À l’AAC, on explique que le volume des exportations d’aluminium brut vers les États-Unis n’est pas entièrement sous le contrôle des producteurs canadiens ; il varie plutôt en fonction de la structure du marché de l’aluminium.
« L’entreposage de l’aluminium se fait dans les marchés de consommation [ici, les États-Unis, NDLR]. Les entrepôts appartiennent au London Metal Exchange, la bourse des métaux de Londres. Il y a à peu près 600 entrepôts à travers le monde, mais aucun au Canada », explique le président de l’AAC, Jean Simard.
« Quand ce type de métal là [l’aluminium brut] traverse la frontière, c’est parce qu’il a été vendu à des courtiers.

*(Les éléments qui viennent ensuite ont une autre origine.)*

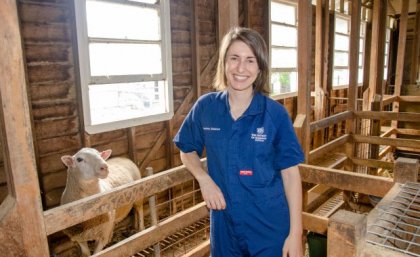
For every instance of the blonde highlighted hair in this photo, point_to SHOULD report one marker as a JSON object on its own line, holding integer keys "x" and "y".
{"x": 258, "y": 46}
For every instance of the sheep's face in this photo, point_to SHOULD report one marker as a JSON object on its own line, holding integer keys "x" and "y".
{"x": 88, "y": 163}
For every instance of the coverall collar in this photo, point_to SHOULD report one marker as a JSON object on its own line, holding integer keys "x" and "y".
{"x": 256, "y": 106}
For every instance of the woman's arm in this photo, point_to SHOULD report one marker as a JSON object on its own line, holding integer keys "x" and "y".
{"x": 212, "y": 194}
{"x": 293, "y": 188}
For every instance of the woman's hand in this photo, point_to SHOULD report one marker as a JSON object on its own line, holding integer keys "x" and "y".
{"x": 293, "y": 246}
{"x": 212, "y": 194}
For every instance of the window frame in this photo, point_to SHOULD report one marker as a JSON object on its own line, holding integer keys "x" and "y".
{"x": 280, "y": 70}
{"x": 163, "y": 7}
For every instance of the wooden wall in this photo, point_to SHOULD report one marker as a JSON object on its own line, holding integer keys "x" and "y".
{"x": 48, "y": 33}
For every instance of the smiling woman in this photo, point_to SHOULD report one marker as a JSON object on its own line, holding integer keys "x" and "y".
{"x": 124, "y": 54}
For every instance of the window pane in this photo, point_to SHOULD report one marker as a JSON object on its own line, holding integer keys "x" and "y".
{"x": 144, "y": 1}
{"x": 283, "y": 13}
{"x": 124, "y": 59}
{"x": 360, "y": 76}
{"x": 341, "y": 59}
{"x": 283, "y": 82}
{"x": 284, "y": 58}
{"x": 341, "y": 26}
{"x": 116, "y": 102}
{"x": 278, "y": 37}
{"x": 341, "y": 43}
{"x": 340, "y": 77}
{"x": 112, "y": 20}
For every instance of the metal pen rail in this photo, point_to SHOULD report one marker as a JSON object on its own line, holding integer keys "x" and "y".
{"x": 398, "y": 227}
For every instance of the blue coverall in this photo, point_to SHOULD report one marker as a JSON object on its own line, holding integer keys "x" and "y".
{"x": 244, "y": 159}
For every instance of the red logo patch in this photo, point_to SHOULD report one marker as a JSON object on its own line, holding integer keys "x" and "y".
{"x": 245, "y": 172}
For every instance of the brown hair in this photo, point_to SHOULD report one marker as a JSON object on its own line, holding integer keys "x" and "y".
{"x": 258, "y": 46}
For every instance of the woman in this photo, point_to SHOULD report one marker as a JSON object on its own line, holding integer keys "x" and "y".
{"x": 253, "y": 187}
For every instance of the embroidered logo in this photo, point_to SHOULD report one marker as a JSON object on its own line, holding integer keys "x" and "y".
{"x": 259, "y": 136}
{"x": 245, "y": 173}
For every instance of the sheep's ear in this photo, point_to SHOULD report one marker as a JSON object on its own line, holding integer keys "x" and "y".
{"x": 105, "y": 154}
{"x": 68, "y": 160}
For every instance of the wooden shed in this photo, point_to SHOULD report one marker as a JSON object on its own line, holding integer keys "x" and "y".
{"x": 347, "y": 72}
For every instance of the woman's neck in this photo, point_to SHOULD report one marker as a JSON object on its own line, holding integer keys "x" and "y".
{"x": 239, "y": 102}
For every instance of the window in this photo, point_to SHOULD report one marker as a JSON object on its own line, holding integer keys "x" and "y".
{"x": 341, "y": 51}
{"x": 283, "y": 47}
{"x": 361, "y": 51}
{"x": 125, "y": 62}
{"x": 387, "y": 43}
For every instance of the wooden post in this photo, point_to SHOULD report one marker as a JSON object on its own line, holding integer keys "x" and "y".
{"x": 153, "y": 213}
{"x": 321, "y": 64}
{"x": 406, "y": 170}
{"x": 354, "y": 71}
{"x": 227, "y": 16}
{"x": 304, "y": 71}
{"x": 399, "y": 70}
{"x": 377, "y": 51}
{"x": 22, "y": 228}
{"x": 345, "y": 231}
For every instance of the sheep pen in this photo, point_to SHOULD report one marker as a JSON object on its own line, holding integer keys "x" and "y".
{"x": 91, "y": 172}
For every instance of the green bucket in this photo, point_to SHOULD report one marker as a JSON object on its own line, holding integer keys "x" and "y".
{"x": 317, "y": 245}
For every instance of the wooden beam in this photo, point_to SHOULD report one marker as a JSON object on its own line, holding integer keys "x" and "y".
{"x": 314, "y": 223}
{"x": 328, "y": 147}
{"x": 399, "y": 70}
{"x": 388, "y": 99}
{"x": 333, "y": 119}
{"x": 400, "y": 116}
{"x": 21, "y": 225}
{"x": 396, "y": 142}
{"x": 416, "y": 48}
{"x": 202, "y": 250}
{"x": 411, "y": 132}
{"x": 345, "y": 231}
{"x": 227, "y": 16}
{"x": 304, "y": 69}
{"x": 154, "y": 234}
{"x": 70, "y": 214}
{"x": 376, "y": 70}
{"x": 346, "y": 180}
{"x": 410, "y": 98}
{"x": 406, "y": 170}
{"x": 373, "y": 163}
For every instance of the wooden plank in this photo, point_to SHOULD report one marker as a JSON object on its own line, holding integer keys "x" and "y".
{"x": 76, "y": 212}
{"x": 22, "y": 212}
{"x": 304, "y": 70}
{"x": 409, "y": 98}
{"x": 397, "y": 142}
{"x": 346, "y": 180}
{"x": 202, "y": 250}
{"x": 377, "y": 51}
{"x": 345, "y": 231}
{"x": 399, "y": 69}
{"x": 400, "y": 116}
{"x": 411, "y": 132}
{"x": 314, "y": 223}
{"x": 373, "y": 163}
{"x": 328, "y": 147}
{"x": 227, "y": 16}
{"x": 154, "y": 234}
{"x": 333, "y": 119}
{"x": 389, "y": 100}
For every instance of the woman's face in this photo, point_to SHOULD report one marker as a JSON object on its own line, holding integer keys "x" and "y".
{"x": 241, "y": 67}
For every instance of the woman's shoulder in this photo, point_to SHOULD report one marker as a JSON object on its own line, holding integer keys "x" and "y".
{"x": 210, "y": 97}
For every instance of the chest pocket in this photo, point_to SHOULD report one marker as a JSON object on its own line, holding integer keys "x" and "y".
{"x": 258, "y": 164}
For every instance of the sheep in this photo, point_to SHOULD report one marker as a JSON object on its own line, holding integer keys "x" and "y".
{"x": 90, "y": 172}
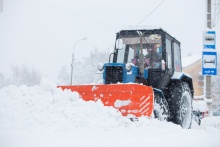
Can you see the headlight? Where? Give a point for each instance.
(128, 66)
(100, 66)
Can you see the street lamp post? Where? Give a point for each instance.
(71, 80)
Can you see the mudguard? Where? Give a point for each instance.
(134, 99)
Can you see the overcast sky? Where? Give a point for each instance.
(42, 33)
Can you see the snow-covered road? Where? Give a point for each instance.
(44, 116)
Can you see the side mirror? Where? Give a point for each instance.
(119, 44)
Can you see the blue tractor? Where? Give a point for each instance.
(153, 58)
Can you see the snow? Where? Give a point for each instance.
(45, 116)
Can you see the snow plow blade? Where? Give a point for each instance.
(132, 99)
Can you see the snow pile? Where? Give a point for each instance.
(45, 116)
(46, 107)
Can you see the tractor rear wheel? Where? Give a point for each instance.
(180, 104)
(161, 109)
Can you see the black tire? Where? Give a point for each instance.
(161, 109)
(180, 104)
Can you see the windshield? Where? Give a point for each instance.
(129, 50)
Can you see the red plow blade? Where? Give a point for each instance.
(133, 99)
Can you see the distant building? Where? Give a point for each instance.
(1, 6)
(192, 65)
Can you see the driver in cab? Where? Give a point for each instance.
(153, 57)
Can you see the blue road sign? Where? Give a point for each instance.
(209, 63)
(209, 40)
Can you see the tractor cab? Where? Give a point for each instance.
(152, 54)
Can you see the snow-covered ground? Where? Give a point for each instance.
(45, 116)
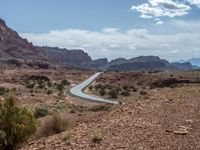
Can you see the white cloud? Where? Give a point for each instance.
(145, 16)
(87, 45)
(110, 30)
(161, 8)
(127, 44)
(174, 51)
(159, 22)
(194, 2)
(114, 46)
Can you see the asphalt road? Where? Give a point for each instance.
(78, 91)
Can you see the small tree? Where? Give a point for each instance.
(16, 124)
(113, 93)
(102, 92)
(65, 82)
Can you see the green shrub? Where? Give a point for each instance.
(125, 93)
(40, 112)
(65, 82)
(41, 84)
(49, 84)
(98, 86)
(54, 125)
(90, 87)
(60, 87)
(16, 125)
(30, 85)
(100, 108)
(49, 92)
(134, 89)
(96, 136)
(143, 93)
(126, 87)
(102, 92)
(113, 93)
(3, 91)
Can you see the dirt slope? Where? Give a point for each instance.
(166, 119)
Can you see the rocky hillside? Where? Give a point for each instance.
(64, 56)
(13, 46)
(145, 63)
(16, 51)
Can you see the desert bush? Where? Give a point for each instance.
(90, 87)
(30, 85)
(96, 136)
(143, 93)
(134, 89)
(60, 87)
(65, 82)
(49, 92)
(17, 124)
(54, 125)
(125, 93)
(41, 84)
(3, 91)
(40, 112)
(49, 84)
(126, 87)
(102, 92)
(100, 108)
(98, 86)
(113, 93)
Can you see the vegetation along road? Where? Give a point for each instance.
(78, 91)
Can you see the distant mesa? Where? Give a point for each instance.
(18, 52)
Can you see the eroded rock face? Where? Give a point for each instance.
(76, 57)
(16, 51)
(12, 45)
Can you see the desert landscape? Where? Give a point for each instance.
(76, 83)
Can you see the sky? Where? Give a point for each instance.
(109, 28)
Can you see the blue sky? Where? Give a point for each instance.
(109, 28)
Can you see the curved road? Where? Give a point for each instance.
(78, 91)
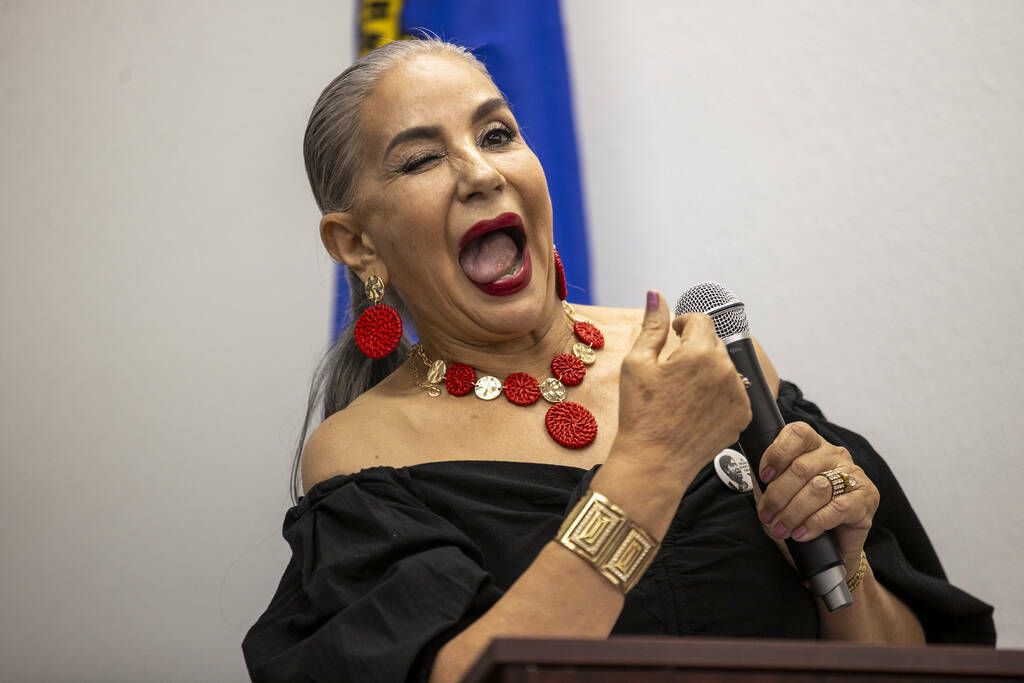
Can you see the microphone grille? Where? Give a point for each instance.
(718, 301)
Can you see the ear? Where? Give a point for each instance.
(348, 244)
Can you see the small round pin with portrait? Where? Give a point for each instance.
(733, 470)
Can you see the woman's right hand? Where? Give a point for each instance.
(677, 413)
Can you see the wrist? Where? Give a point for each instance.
(648, 493)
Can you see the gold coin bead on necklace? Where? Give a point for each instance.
(569, 424)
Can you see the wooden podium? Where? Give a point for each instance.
(662, 659)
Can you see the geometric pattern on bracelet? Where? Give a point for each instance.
(600, 532)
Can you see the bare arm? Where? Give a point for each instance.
(798, 503)
(876, 616)
(650, 465)
(559, 595)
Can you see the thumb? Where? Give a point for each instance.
(653, 330)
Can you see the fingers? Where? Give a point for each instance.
(798, 503)
(653, 331)
(795, 439)
(812, 509)
(853, 509)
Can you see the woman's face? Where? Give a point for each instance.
(455, 204)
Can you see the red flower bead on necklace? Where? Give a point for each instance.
(568, 423)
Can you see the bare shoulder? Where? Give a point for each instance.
(767, 368)
(343, 443)
(610, 318)
(628, 321)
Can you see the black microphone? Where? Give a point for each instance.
(818, 561)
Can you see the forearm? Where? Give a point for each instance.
(560, 594)
(876, 616)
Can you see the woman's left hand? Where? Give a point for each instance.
(798, 499)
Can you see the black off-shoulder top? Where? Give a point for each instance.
(388, 564)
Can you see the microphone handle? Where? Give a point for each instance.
(818, 561)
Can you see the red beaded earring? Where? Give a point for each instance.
(559, 276)
(378, 329)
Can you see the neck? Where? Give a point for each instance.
(530, 352)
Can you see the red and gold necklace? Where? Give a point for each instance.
(568, 423)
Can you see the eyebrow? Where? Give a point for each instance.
(421, 132)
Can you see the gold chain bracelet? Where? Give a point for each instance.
(602, 534)
(852, 584)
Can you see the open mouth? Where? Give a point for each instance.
(494, 255)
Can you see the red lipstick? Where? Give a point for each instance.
(507, 219)
(509, 284)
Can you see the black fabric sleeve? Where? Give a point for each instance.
(376, 585)
(897, 547)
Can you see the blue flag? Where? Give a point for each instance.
(523, 48)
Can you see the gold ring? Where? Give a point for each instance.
(841, 481)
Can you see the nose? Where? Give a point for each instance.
(478, 177)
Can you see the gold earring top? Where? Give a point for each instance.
(374, 288)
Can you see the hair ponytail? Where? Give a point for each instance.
(332, 148)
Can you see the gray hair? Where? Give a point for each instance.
(333, 150)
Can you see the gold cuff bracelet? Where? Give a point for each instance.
(599, 531)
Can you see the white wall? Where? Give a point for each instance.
(164, 300)
(164, 295)
(853, 171)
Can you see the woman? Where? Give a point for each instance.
(428, 519)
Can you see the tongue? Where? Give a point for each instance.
(487, 258)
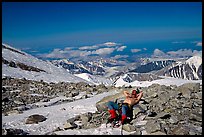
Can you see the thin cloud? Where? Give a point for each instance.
(121, 48)
(158, 53)
(89, 47)
(199, 44)
(183, 53)
(120, 56)
(178, 42)
(103, 51)
(135, 50)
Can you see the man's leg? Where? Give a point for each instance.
(124, 113)
(112, 106)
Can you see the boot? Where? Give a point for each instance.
(124, 117)
(113, 115)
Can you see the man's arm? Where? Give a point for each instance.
(126, 93)
(139, 96)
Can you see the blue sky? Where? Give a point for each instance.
(45, 26)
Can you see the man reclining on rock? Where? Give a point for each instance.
(123, 109)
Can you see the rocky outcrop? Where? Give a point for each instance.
(163, 110)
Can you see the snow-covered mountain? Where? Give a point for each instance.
(18, 64)
(190, 69)
(96, 80)
(82, 67)
(152, 66)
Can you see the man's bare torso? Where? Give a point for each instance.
(131, 101)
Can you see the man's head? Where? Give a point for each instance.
(134, 94)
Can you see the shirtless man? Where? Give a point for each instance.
(130, 100)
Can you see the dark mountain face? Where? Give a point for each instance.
(183, 70)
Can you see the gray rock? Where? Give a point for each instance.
(152, 126)
(34, 119)
(128, 127)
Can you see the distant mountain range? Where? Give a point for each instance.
(18, 64)
(190, 69)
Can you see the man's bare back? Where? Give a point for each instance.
(132, 100)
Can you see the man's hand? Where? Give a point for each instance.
(126, 93)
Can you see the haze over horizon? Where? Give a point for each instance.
(106, 29)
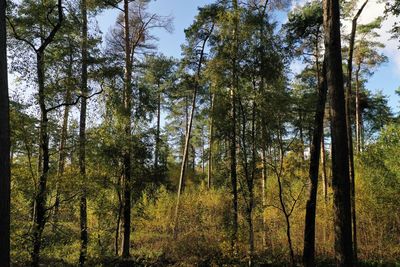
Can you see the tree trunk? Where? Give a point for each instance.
(340, 153)
(39, 219)
(82, 138)
(63, 140)
(234, 85)
(211, 141)
(358, 112)
(5, 178)
(349, 123)
(188, 132)
(126, 218)
(158, 140)
(309, 229)
(264, 197)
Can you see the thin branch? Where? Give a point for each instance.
(74, 102)
(18, 37)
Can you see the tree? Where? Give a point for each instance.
(197, 35)
(340, 153)
(5, 175)
(132, 34)
(40, 209)
(82, 134)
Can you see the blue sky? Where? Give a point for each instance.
(386, 78)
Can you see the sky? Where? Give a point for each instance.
(385, 78)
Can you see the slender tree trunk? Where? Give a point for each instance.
(358, 111)
(82, 137)
(349, 124)
(309, 230)
(324, 173)
(126, 218)
(324, 187)
(188, 133)
(5, 176)
(63, 140)
(211, 141)
(264, 197)
(41, 195)
(158, 140)
(340, 153)
(118, 224)
(285, 211)
(234, 85)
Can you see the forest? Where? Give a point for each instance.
(261, 145)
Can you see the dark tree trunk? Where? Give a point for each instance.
(158, 140)
(188, 132)
(5, 145)
(127, 184)
(211, 141)
(233, 159)
(41, 194)
(82, 137)
(349, 123)
(63, 140)
(309, 230)
(340, 153)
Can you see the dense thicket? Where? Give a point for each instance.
(225, 156)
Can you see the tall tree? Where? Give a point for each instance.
(82, 134)
(197, 35)
(5, 182)
(349, 123)
(340, 152)
(45, 39)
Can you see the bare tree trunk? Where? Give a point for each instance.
(358, 112)
(309, 230)
(158, 140)
(188, 134)
(82, 137)
(5, 176)
(340, 153)
(284, 210)
(63, 140)
(264, 197)
(349, 123)
(41, 195)
(126, 218)
(211, 141)
(233, 163)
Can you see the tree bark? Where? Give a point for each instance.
(41, 195)
(358, 112)
(82, 137)
(63, 139)
(233, 171)
(158, 140)
(188, 133)
(126, 218)
(211, 141)
(309, 230)
(349, 123)
(340, 153)
(5, 175)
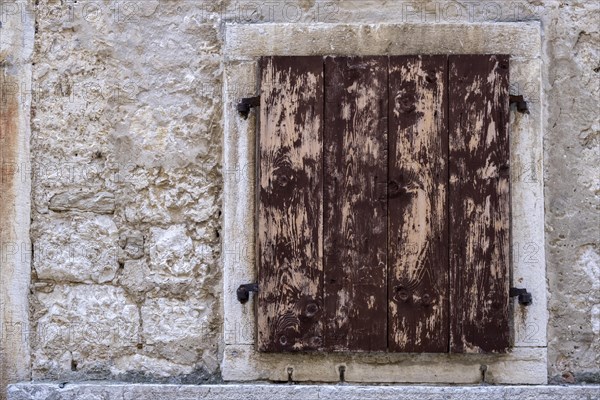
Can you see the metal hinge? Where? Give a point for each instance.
(525, 298)
(522, 106)
(246, 104)
(243, 291)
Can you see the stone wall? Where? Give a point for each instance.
(127, 181)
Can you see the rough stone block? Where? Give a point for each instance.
(76, 248)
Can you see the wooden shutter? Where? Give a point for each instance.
(383, 204)
(418, 173)
(479, 203)
(355, 144)
(290, 206)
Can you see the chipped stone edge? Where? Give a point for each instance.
(527, 362)
(16, 49)
(39, 391)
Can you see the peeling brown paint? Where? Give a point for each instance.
(418, 239)
(289, 214)
(355, 231)
(479, 203)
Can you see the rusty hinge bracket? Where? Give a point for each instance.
(522, 105)
(243, 291)
(525, 298)
(246, 104)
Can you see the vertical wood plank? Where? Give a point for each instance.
(479, 203)
(290, 207)
(418, 229)
(355, 214)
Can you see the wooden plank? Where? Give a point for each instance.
(418, 230)
(479, 203)
(289, 208)
(355, 211)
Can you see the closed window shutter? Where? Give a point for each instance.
(383, 204)
(479, 203)
(290, 204)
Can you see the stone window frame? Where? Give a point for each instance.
(526, 363)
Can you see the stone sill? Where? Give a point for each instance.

Nous, on n’a pas un mot à dire avec ce qu’ils font avec après », ajoute-t-il.
Jean Simard souligne aussi que les exportations d’aluminium brut vers les États-Unis augmenteront dans l’éventualité d’une deuxième vague de COVID-19, car cela fera inévitablement chuter la demande pour les produits transformés.
Les alumineries canadiennes n’auront d’autre choix que de passer d’une production d’aluminium transformé à une production d’aluminium brut, explique Jean Simard, parce qu’elles ne peuvent arrêter la production pour des raisons techniques : le métal figerait dans les cuves, ce qui entrainerait des couts de centaines de millions de dollars pour relancer la production.
Dans cette période de crise, donc, l’état du marché et les contraintes des technologies de production entrainent une réorientation de l’offre d’aluminium canadien vers les lingots bruts, plutôt que les produits transformés.